We spent the next two weeks on board the
Antarctic Explorer
with a group of American scientists, diving with the humpbacks in their crystal-clear underwater world, vivid colours refracting light. With the rhythm of oxygen from my scuba tank, my protective diving gear keeping me in a warm cocoon, I felt more alive than ever before. We followed the humpbacks' songs, which developed each day and grew more complex. A high note here, a bass note there, a new coupling of tones. Our bodies vibrated as the songs swept through us. We named the whales, photographing them, memorising the distinctive black and white markings on the underside of their tail flukes. Each pattern was unique, like a fingerprint; there were no two alike. My favourite humpback was Lev, a calf, about ten months old. He was a friendly clown and had already found himself in trouble, with a diagonal scar running across his flukes. He'd swim so close I could touch the long white pleats stretching from his mouth to his belly.

My phone started ringing. I reacted as I saw who it was. Kate glanced over, registered the caller, and waited to see what I'd do.

‘Is it okay with you?' I asked. She grinned, green eyes lighting up. ‘Wouldn't miss it for the world.' I punched her on the arm and put the phone on speaker.

‘Hi Mum.'

‘Laura, haven't you received my messages?' Cristina Ana Alva-rado's strong, resonant voice boomed out. I could imagine her sitting where she always did at her kitchen table, running long fingers through stylishly-cut brown hair. Mum was an older, more fashionable version of me. Same olive skin, same dark eyes. I'd always wanted to take after my dad; he had brown hair and black eyes too, but still managed to look like a white-bread Anglo-Saxon.

‘Sorry, I've been busy.'

Kate snorted, too loudly.

‘Who are you there with, honey? Is that Kate?'

‘Yes, we're in the field.'

‘Hi Cristina,' called Kate. Mum asked Kate how she was, but before waiting for an answer began speaking earnestly. Once she started, it was challenging to get her to stop.

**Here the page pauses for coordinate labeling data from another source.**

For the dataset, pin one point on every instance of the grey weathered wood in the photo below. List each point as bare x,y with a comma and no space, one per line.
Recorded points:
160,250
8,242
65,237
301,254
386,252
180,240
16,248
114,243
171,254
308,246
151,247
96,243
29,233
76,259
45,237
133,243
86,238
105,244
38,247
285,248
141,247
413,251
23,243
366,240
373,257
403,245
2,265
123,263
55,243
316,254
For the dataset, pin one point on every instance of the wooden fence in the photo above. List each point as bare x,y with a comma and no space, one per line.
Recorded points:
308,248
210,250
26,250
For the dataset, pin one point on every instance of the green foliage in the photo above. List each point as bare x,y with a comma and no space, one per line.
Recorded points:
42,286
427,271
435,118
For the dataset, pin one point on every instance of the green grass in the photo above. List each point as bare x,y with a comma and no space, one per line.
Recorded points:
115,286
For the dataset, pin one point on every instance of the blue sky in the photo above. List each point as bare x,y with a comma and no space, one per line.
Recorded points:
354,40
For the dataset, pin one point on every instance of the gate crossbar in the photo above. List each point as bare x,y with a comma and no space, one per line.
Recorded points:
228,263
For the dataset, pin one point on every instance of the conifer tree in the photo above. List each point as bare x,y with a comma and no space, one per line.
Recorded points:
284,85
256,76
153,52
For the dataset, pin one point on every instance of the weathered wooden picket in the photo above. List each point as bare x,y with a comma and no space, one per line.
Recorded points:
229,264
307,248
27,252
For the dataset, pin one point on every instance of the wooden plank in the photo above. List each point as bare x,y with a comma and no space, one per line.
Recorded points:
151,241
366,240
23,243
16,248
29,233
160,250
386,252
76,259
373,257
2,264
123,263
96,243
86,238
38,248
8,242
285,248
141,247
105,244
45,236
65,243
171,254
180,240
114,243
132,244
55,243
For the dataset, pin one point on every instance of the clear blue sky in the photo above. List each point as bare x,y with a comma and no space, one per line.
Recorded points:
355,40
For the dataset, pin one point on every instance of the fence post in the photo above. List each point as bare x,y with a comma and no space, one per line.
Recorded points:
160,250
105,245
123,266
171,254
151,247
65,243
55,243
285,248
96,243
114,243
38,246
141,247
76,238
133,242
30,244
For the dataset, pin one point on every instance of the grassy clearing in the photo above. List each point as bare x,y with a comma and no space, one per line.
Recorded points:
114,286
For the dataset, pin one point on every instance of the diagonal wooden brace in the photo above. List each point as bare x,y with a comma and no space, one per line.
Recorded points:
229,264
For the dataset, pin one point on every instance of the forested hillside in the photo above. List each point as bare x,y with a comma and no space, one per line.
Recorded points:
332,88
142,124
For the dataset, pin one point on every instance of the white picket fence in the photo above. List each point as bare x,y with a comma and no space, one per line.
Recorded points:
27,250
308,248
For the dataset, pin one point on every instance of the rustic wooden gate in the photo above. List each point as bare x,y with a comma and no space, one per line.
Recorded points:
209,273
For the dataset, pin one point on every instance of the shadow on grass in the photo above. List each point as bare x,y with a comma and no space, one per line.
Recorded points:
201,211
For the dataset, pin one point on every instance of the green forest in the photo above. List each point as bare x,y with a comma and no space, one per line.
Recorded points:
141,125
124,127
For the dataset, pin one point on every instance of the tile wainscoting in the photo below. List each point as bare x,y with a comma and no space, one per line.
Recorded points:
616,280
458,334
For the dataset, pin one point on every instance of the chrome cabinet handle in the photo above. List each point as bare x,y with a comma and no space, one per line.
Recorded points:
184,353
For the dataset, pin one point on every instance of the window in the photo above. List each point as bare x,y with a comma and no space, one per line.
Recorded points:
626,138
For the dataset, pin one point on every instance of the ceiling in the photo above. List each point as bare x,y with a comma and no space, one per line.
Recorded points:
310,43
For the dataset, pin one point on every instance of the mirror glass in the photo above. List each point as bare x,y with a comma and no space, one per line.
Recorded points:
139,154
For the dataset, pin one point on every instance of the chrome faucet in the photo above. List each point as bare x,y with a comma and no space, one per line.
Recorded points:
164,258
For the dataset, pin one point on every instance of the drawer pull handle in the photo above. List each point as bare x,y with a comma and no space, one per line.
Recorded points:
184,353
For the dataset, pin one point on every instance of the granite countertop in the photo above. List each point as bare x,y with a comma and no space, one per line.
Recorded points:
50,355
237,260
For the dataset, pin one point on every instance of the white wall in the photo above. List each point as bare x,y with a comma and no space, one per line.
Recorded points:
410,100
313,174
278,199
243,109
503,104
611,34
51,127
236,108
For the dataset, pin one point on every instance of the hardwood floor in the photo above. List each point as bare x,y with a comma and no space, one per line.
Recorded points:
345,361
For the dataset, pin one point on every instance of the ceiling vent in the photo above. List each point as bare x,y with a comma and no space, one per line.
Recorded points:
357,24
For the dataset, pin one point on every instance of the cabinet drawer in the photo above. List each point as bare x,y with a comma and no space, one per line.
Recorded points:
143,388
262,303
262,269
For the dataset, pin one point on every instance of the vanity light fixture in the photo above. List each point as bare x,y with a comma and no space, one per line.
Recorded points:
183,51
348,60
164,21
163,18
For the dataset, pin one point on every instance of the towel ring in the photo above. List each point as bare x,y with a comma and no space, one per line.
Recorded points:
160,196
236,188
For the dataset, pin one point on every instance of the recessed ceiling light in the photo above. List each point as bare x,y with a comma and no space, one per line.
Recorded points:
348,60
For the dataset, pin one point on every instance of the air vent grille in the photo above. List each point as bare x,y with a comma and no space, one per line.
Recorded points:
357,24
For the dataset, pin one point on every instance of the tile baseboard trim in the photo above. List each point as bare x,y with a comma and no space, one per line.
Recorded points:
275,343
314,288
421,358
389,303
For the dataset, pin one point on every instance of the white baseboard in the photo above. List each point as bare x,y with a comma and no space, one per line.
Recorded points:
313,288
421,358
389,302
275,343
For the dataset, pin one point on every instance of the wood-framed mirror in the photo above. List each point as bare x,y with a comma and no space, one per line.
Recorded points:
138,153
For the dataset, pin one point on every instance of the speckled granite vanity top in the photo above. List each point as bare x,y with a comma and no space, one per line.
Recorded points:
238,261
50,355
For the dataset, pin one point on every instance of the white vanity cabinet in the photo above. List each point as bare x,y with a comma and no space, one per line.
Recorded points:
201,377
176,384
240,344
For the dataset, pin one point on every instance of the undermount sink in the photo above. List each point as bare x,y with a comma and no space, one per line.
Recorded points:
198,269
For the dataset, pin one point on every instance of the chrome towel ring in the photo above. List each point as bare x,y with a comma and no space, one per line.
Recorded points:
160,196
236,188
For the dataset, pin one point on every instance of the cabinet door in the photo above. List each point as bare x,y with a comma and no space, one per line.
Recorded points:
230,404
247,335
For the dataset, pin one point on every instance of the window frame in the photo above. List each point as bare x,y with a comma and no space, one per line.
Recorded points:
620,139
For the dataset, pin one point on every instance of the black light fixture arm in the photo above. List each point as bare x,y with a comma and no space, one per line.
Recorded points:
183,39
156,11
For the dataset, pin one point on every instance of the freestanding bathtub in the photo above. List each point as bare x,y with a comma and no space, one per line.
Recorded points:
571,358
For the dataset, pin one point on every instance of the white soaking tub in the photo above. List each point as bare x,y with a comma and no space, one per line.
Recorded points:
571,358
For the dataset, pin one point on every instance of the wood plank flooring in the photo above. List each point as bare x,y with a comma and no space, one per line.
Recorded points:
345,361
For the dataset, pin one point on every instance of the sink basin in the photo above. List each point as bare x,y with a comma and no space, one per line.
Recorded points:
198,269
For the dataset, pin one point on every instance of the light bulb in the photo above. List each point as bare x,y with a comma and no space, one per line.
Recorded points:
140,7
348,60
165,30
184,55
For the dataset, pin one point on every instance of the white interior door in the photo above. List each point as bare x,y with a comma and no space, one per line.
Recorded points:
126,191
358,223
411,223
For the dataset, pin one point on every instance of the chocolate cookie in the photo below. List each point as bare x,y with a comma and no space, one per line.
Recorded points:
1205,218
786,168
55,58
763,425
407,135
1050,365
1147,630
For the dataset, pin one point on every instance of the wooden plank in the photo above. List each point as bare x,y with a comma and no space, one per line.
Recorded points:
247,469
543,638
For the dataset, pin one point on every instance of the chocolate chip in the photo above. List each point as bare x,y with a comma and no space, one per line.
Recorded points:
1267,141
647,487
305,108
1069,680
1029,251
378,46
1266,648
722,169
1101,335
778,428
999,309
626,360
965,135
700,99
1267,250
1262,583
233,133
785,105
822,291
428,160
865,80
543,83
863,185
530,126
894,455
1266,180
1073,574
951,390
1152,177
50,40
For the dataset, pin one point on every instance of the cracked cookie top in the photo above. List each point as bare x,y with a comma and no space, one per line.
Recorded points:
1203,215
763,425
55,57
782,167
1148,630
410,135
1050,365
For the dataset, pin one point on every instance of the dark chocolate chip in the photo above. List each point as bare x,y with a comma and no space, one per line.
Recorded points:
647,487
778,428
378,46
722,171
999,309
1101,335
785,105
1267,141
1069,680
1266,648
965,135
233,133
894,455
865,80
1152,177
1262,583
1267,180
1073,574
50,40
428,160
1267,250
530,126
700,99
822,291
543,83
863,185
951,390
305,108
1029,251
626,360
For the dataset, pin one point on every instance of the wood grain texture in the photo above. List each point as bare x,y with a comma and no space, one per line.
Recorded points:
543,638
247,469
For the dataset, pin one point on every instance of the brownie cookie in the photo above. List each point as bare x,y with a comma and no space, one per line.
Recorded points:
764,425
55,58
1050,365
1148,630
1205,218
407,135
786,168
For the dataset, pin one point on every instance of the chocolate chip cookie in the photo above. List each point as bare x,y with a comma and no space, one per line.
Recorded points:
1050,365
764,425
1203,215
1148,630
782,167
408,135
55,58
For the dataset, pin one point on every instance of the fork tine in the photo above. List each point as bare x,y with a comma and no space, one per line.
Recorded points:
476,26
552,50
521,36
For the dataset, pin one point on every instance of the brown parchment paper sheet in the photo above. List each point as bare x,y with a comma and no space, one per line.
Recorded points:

‘I don't suppose you've seen the news?'

‘No, Mum, I've been—'

‘That's the problem down there. You forget about everyone else.'

Kate nodded exaggeratedly and whispered, ‘That's the point.'

‘It's awful,' said Mum. ‘I've just got home from a protest march. Those poor refugees are desperate. They're drowning in the Mediterranean as they try to get to Italy. And more innocent children have washed up on the shore, just like that little boy.'

My tablet beeped – Mum had sent a photograph of two girls, no more than six years old, lying face down in shallow water, tiny arms stuck out to their sides, like they were trying to hold hands. Drowned. My blood drained from me.